All around me, friends are coupling. Friends I've counted on for a long time to reassure me that there is nothing wrong with me because they're single too, are now finding their one true loves.
I'm happy for them, but no amount of happiness I feel can compete, let alone get a word in edgewise, with the special happiness they've always dreamed of in their happiest, most happy, happiness that they are now experiencing and currently killing me with.
Seriously, I don't want to hear it.
Just stop it.
Stop. It.
At first, I would call for updates. I wanted to know all the happy details. You stayed on the phone for an extra hour because neither of you wanted to hang up first...? Aww. He calls you and leaves cutesy messages telling you how he's thinking about you on your work phone...? Too cute! You've never felt this way about anybody before and know this is The One...? Wow! I'm so happy you found each other!
Inevitably though, this Code Red level of joy must be shared in new ways. My newly coupled friends have now become relationship gurus through their own lucky happenstance. They found their soul-mates, and therefore know secrets I don't know and have never considered before.
For one, instead of doing as they've done by procuring myself an amazing man who is nice and kind and the most amazing man ever born, I pursue assholes. If only I would follow their lead and find myself a guy who treats me like a princess I would be so much better off.

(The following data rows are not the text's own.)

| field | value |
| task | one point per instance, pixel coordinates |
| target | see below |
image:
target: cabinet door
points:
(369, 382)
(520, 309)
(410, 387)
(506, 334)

This is valuable advice to be sure. It had never occurred to me to interact with nice men only. Instead of pining away and waiting for Charles Manson to write me back and wondering why he hasn't called, I should have been doing what my friends were doing...which is actually the same thing I was doing but with happier endings.
It's the ending I've got wrong apparently. Instead of checking off the box marked, "Gong Show," when handed my relationship menu at the beginning of every date, I should put an X next to "Fairy Tale." Gotcha.
Perhaps I send mixed signals to the universe. One newly coupled friend is convinced she met the most amazing man ever in the history of men and amazingness because she decided she was "open," and the universe provided accordingly.
I tried being open for one afternoon, and a sea gull shat on my shoulder. Obviously I'm better off being a little less accessible to the universe, and a little lower on the radar.
My mixed signals must be the reason for some pretty mixed results. My longest relationship began as blissful, and remained blissful...on paper and in public. He was also amazing...until he wasn't.
Right up until he'd snap he'd be the nicest guy ever, which always made me question my sanity even when I was cramming my car full of the only belongings I could carry and fleeing the province to get away. The universe had that half right...I guess.
Then came Alex. Alex used to leave me cutesy messages at work, call me all the time and make me feel wonderful. Now I still enjoy his occasional Facebook update and the sound of his voice telling me to leave a message.
Things change, some times breaking your heart in the process. I'm not sure where the universe and I got our wires crossed, but I'm refusing to be either open or closed. I'm available by appointment only.
Another friend recently rewarded by the universe swears I should just stop looking. She stopped looking, and now she's frolicking in meadows or whatever it is these new couples get up to.
Granted, before finding her prince she was on E-Harmony and Plenty of Fish but I suppose that wasn't really looking - only browsing.
Out of any of the helpful advice I get that makes me want to drive my single girl vibrator straight through my eyeball, finding somebody by not looking will be the most likely to blind me.
All of my friends now in relationships were looking, right up until they found somebody.
Rewriting history to say that you had just managed to achieve self-actualization and were perfectly content to grow old alone mere minutes before a romance more magical than that between a human and a vampire who sparkles in the sun lands in your lap does not make it true.
(Also, I just watched Twilight for the first time just to see what all the fuss is about. While the story as a parable about waiting to have sex until marriage is eye-rolling, I would do Edward Cullen. Yes I would. Universe? I'm totally open to that idea. Get on it.)
It's hard being the forgotten fry in the container. The one that's all shrivelled and brown with a patch of green that nobody wants, even when still hungry. Telling the universe to make me into a potato or to ignore the fact I'm the last french fry won't help. Also, I need to have lunch if that wasn't readily apparent.
I'm happy for my friends. Honestly, I am. But if all this happiness continues, the weddings had better be open bar and whatever they do - invite some single guys to the receptions. Not that I'm looking.